I reckon you can do most cases just with the direction-breaking character, and I've got a custom keymap with a shortcut for doing it. Because so many apps now implement the bidi algorithm, I can see in my text editor whether it's working correctly there, with some confidence that the same output will occur elsewhere (if the copy/paste preserves the unicode characters).

But yes, it's all much easier than in the past - thankfully I never had to do what you did back then!

On Friday, June 9, 2017 at 12:13:00 PM UTC+1, BP wrote:
On occasion I have used some of the many Unicode bracket pairs as delimiters and replaced them with the corresponding LaTeX or HTML markup by regular expression or by making them active in XeLaTeX. They're minimally invasive but can be a pain to type, and it taxes the memory to remember which is which.

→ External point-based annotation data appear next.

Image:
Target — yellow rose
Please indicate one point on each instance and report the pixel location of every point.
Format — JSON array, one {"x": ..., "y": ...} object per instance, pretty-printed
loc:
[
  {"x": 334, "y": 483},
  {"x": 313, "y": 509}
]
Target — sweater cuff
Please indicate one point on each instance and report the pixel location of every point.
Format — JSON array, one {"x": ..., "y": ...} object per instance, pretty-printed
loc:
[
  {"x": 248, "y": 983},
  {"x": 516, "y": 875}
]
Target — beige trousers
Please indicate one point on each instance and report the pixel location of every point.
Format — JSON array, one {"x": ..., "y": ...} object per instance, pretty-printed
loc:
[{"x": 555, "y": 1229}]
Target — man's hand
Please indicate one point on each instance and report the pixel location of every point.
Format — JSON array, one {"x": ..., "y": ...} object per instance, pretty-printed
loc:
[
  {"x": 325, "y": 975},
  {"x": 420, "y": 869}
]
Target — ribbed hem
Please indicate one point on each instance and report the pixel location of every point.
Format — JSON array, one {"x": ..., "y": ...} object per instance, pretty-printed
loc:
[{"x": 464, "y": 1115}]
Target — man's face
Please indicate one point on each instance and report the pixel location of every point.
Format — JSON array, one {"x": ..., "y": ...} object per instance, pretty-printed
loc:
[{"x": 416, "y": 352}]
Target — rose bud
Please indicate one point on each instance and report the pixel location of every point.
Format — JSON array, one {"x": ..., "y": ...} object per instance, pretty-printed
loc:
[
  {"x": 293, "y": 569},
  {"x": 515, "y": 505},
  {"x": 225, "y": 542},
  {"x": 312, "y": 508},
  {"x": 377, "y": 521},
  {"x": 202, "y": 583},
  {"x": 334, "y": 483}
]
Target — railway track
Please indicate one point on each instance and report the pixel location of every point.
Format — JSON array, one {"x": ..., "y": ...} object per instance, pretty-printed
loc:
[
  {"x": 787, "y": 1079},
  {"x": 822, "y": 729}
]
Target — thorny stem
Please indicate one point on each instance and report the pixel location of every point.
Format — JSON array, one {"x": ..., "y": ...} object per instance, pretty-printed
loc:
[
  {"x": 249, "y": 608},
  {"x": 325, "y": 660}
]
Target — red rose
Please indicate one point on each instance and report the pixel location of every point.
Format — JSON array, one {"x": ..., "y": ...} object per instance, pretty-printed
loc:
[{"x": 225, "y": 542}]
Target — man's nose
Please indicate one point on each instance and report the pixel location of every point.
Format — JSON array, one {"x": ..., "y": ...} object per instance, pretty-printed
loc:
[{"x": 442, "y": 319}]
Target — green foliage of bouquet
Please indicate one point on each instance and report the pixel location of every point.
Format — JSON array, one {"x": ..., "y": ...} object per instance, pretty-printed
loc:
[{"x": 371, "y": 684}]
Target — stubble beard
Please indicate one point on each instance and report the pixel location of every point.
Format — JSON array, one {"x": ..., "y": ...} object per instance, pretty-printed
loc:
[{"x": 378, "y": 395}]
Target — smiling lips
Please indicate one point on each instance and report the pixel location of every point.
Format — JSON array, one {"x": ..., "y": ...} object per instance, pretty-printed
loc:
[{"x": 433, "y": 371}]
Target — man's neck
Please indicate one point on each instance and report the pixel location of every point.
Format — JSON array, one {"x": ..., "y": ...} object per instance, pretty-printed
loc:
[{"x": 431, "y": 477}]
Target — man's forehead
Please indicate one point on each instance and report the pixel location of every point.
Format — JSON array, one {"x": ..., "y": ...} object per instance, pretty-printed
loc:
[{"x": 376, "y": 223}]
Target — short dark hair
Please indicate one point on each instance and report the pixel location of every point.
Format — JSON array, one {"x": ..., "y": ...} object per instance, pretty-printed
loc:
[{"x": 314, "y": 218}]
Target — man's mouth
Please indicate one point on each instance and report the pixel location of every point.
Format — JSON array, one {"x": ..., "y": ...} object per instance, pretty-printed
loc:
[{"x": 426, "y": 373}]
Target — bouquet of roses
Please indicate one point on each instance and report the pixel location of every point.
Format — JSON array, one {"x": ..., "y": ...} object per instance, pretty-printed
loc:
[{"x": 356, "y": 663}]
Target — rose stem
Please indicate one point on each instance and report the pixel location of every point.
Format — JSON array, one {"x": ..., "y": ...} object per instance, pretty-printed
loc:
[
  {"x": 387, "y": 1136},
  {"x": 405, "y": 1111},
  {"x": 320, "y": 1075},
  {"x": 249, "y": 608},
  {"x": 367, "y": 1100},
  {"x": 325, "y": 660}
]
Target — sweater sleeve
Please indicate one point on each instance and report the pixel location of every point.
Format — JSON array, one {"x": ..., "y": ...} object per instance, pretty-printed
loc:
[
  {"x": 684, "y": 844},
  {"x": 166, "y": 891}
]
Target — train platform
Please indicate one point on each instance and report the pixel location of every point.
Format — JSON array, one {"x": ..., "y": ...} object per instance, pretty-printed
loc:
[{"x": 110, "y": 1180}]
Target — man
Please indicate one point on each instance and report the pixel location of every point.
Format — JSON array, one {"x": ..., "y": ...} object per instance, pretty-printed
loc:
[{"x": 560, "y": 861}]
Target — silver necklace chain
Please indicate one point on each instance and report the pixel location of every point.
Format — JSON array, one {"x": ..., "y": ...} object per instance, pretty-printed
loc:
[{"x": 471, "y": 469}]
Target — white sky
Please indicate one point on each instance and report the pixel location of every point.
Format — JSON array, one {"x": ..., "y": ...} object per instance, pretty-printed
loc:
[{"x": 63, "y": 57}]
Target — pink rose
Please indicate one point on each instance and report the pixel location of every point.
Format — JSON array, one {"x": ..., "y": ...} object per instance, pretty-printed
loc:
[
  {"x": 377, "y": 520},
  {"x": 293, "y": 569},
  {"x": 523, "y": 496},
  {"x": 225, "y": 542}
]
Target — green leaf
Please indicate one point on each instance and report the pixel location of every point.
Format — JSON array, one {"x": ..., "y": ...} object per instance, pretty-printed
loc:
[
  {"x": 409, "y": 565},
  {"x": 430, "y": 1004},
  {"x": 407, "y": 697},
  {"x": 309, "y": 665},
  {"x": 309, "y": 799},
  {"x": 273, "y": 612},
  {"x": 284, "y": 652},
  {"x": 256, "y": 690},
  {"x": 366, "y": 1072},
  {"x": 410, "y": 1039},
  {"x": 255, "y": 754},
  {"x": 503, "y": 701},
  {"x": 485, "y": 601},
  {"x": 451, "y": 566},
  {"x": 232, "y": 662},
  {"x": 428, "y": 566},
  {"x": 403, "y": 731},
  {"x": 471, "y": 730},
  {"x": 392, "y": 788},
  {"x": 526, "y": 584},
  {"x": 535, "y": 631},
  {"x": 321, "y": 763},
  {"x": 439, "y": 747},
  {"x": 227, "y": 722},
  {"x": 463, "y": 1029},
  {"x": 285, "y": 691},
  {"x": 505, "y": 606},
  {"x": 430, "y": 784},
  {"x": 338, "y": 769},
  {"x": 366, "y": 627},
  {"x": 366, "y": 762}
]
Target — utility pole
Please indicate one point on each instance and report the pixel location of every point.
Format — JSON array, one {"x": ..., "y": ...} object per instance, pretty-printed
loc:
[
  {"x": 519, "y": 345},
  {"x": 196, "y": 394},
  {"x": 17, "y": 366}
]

I would end up defining a code snippet where I anyway would type something like `..grc TEXT<tab>` and then I think I can just as well have the same snippet expand to a span. It's so much less invasive now that Pandoc supports bracketed spans. As always how you see things depends on where you are coming from. Back in the early nineties I had to make my own 8-bit fonts and do the necessary incantations to make them work with LaTeX, and I wrote my own script which sorted and marked up word indexes, a must have in comparative philology. In fact I still use a descendant of it; things are both easier and harder with Unicode!


Den 9 jun 2017 10:03 skrev "Lyndon Drake" <lyn...@arotau.com>:
I did once know Haskell, but these days it makes my head hurt a bit. I'll have a go later this summer once exams are out of the way. I think it's feasible (partly because I've seen it implemented elsewhere) but I could easily be wrong, in which case I'll fall back on the marked spans. Your filter does at least make them minimally invasive. I just don't like the way it clutters up the text-only view with markup, which is the number one reason I'm trying to use Markdown instead of just using LaTeX directly.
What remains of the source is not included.